Во второй половине дня они наведались к фотографу и обо всем с ним договорились. Только Гашпарац понял, что утром Штрекар, втайне от него вернувшийся в ателье, уже подготовил почву, и сейчас им оставалось лишь условиться о деталях, которые Штрекар, вероятно, обмозговал за день, занимаясь текущими делами. Фотограф высказал массу опасений. Более всего он боялся за свои камеры, да и за все прочее — посуду, стекло на конторке, увеличитель, за развешанные по стенам портреты новобрачных.
— Видите ли, — сказал он, — это мой хлеб. Если вы гарантируете, что все это… Вы понимаете, чтобы я не понес убытки и ничего не разбилось…
— Не беспокойтесь, — сказал Штрекар. — Ничего не разобьется.
Они договорились, чтобы фотокамеры и остальную аппаратуру перенесли в дальний угол ателье, за занавеску, и отгородили ширмой, служащей фоном при фотографировании…

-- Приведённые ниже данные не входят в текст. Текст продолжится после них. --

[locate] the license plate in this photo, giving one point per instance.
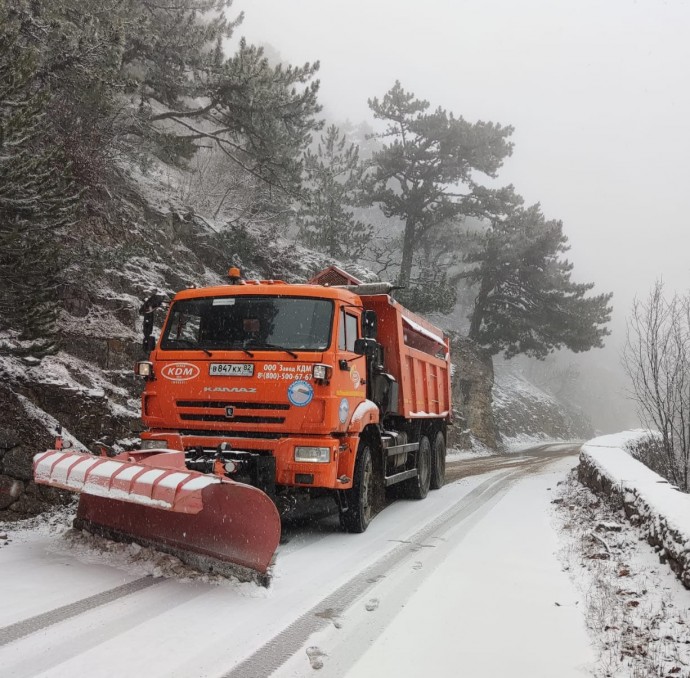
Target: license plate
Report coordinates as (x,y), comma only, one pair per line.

Осмотревшись, Штрекар и Гашпарац, никем не замеченные, проскользнули в фотоателье после семи часов вечера. Они укрылись за занавеской, куда фотограф предусмотрительно поставил два стула. Он работал до восьми, и они специально пришли пораньше на тот случай, если бы кто–то вздумал наблюдать за ателье. Они ждали закрытия; к счастью, желающих фотографироваться в этот вечер не оказалось; заходило несколько фотолюбителей, сдавших для проявления пленку, и пара молодоженов за своими заказами.